How to reduce your AWS costs
Table of Contents
I get this question A LOT, and the answer is never one-size-fits-all, but I can say that it requires a combination of tools, processes and people.
Lets start with the tools (I’m an Architect)
Tools
In order to save costs, you need good visibility on what you are running and where.
Cost Explorer
The easiest tool- Allows you to get a view of your costs quickly. I recommend enabling hourly granularity and resource view. You’ll see in the next section why those are important.
Cost and Usage report
If you want to take the raw data and get the insights yourself, the data is provided as CSV files in the S3 bucket you choose. I would recommend using a solution such as CUDOS below.
CUDOS
A solution built on Cost and Usage reports, Athena and Quicksight. The solution and complete instruction are available in the Well Architected Labs
Compute optimizer
The Compute optimizer would analyze your activity and suggest alternative instances based on your usage. The CUDOS dashboard also has an additional dashboard for the compute optimizer findings.
AWS Accounts
If you don’t already separate your workloads to different accounts, I highly recommend doing so. I found that it’s easier to control costs when you have a clear understanding of ownership. It’s easier to understand “Who owns this EBS?” when the account is owned by a small team. If you have too many chefs in the kitchen it’s hard to verify everyone cleans up after themselves.
Tagging
Now that I think about it, I will create a separate post just for tagging. Stay tuned.

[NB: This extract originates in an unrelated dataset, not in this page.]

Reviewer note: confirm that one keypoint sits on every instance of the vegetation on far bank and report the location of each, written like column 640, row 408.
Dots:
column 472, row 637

What should you be looking at?
If your architecture is not cloud native, then your costs are probably derived by EC2. Using any the tools above you should be able to get an hourly view of your EC2 usage.
EC2 hourly view
If you separated your environments to separate account, it should be easy to filter the costs per environment, and the results should be very different.
In Dev/test environments you should be seeing five fingers, that represent the five working days in the week. Most instances should be off during off hours and weekends. So you should be seeing something resembling the image below:
The important thing to note is that there should be minimal number of EC2s running 24X7 and those EC2 should be covered by savings plan or reserved instances. The rest can be used by Spots where possible.

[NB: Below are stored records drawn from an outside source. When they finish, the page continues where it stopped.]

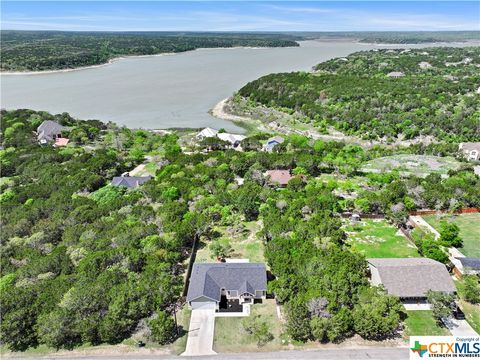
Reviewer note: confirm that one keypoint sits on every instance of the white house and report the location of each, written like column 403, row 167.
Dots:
column 471, row 151
column 207, row 132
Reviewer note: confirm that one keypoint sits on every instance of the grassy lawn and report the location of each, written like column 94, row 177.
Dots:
column 472, row 314
column 355, row 183
column 231, row 337
column 422, row 323
column 126, row 348
column 469, row 225
column 245, row 244
column 378, row 239
column 471, row 311
column 421, row 165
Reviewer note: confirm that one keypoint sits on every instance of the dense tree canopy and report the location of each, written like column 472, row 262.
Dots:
column 436, row 96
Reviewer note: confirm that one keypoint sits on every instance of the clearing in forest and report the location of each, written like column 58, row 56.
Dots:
column 376, row 238
column 469, row 225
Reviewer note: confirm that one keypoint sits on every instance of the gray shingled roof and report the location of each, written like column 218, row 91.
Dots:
column 412, row 277
column 48, row 129
column 470, row 263
column 130, row 181
column 208, row 279
column 277, row 139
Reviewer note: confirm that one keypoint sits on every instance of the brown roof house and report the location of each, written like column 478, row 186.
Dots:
column 49, row 131
column 471, row 151
column 278, row 177
column 410, row 278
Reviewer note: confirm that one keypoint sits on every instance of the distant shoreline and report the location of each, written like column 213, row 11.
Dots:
column 123, row 57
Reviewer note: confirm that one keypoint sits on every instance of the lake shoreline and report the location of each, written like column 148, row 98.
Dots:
column 124, row 57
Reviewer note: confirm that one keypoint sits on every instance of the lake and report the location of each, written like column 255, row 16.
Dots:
column 163, row 91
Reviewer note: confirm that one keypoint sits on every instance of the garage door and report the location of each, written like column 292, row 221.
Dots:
column 203, row 305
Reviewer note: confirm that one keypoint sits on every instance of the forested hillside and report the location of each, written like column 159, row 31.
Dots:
column 51, row 50
column 384, row 94
column 85, row 262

Shutting down EC2s during off hours would yield 70% in cost savings, and using EC2 Spots would be up to 80% savings.
In production environments these charts should reflect the load peak. The number of instances should increase in heavy load hours and be kept to minimum when load is minimal. If there is no increase during load, it could be that the instances are over provisioned and need to be rightsized, or that you are not utilizing auto-scaling.
Hourly view is available in Cost Explorer. If you would like to query the cost and usage report for the hourly view, I shared the queries here.

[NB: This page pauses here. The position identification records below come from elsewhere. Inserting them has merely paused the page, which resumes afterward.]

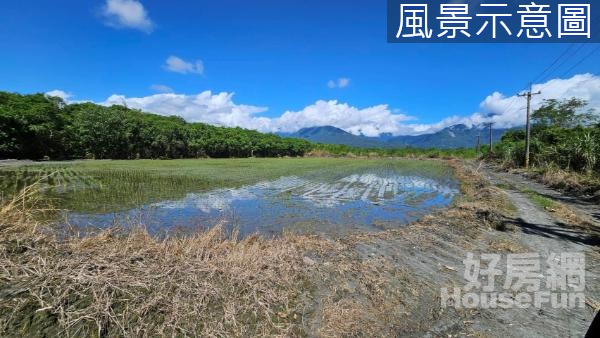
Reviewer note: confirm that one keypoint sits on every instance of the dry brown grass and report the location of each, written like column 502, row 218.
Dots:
column 121, row 283
column 127, row 283
column 569, row 181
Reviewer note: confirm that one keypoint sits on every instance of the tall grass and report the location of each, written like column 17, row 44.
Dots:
column 127, row 283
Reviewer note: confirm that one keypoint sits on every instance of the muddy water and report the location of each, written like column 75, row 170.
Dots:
column 370, row 200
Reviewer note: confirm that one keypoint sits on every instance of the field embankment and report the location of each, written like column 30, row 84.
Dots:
column 127, row 283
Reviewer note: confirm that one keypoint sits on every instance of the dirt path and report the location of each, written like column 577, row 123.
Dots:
column 582, row 205
column 402, row 272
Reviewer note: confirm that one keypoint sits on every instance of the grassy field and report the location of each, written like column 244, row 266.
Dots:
column 105, row 186
column 119, row 283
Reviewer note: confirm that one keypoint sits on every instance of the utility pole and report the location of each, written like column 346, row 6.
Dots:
column 491, row 142
column 529, row 95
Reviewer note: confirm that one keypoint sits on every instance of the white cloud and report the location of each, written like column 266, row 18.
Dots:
column 127, row 14
column 59, row 93
column 342, row 82
column 161, row 88
column 370, row 121
column 218, row 109
column 509, row 111
column 178, row 65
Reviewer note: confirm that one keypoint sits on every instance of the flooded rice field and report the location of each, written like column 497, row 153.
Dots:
column 325, row 199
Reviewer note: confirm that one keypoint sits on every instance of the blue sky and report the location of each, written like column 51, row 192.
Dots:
column 320, row 61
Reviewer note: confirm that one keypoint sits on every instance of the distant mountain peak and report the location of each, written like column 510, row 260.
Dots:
column 455, row 136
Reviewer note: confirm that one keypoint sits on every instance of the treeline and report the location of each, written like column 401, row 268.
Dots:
column 343, row 150
column 565, row 134
column 40, row 127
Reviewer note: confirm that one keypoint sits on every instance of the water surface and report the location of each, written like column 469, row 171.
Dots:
column 371, row 199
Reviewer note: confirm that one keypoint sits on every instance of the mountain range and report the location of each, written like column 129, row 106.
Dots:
column 456, row 136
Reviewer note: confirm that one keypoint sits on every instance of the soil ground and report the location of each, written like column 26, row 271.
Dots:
column 419, row 260
column 366, row 284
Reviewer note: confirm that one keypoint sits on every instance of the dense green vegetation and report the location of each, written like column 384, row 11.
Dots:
column 104, row 186
column 565, row 134
column 344, row 150
column 38, row 127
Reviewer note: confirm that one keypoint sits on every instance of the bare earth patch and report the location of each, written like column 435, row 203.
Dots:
column 365, row 284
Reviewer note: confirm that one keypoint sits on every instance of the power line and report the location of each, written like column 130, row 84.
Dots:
column 581, row 61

Now let’s say you find that you have an unusual large amount of instances running 24X7, and you want to identify those instances and find the owner, the account ID, etc. You can find a query to list those instances here.
Auto-stop instances
For all the instances running 247 check which should actually be running 247 and verify the others are automatically shutting down during off hours. Shutting down during off hours can save 70% of the EC2 costs.
There is a solution created for automatically shutting down EC2s and it’s available here.
The power of trend
There are several services that the smallest increase trend is an indication of misconfiguration. For example EBS. EBS volumes with the slightest increase of cost is an indication that the EBS usage is not monitored and should be reviewed. I had a customer with the smallest trend, and once they looked into it, they realized they have neglected the EBS volumes for years, and 40% of the volumes were not in use, but because the increase in cost was so small, it accumulated over time.
Same for S3 buckets. If you see an increase trend of an S3 bucket, it means that this bucket does not have a lifecycle policy in place, and it was probably overlooked for a while.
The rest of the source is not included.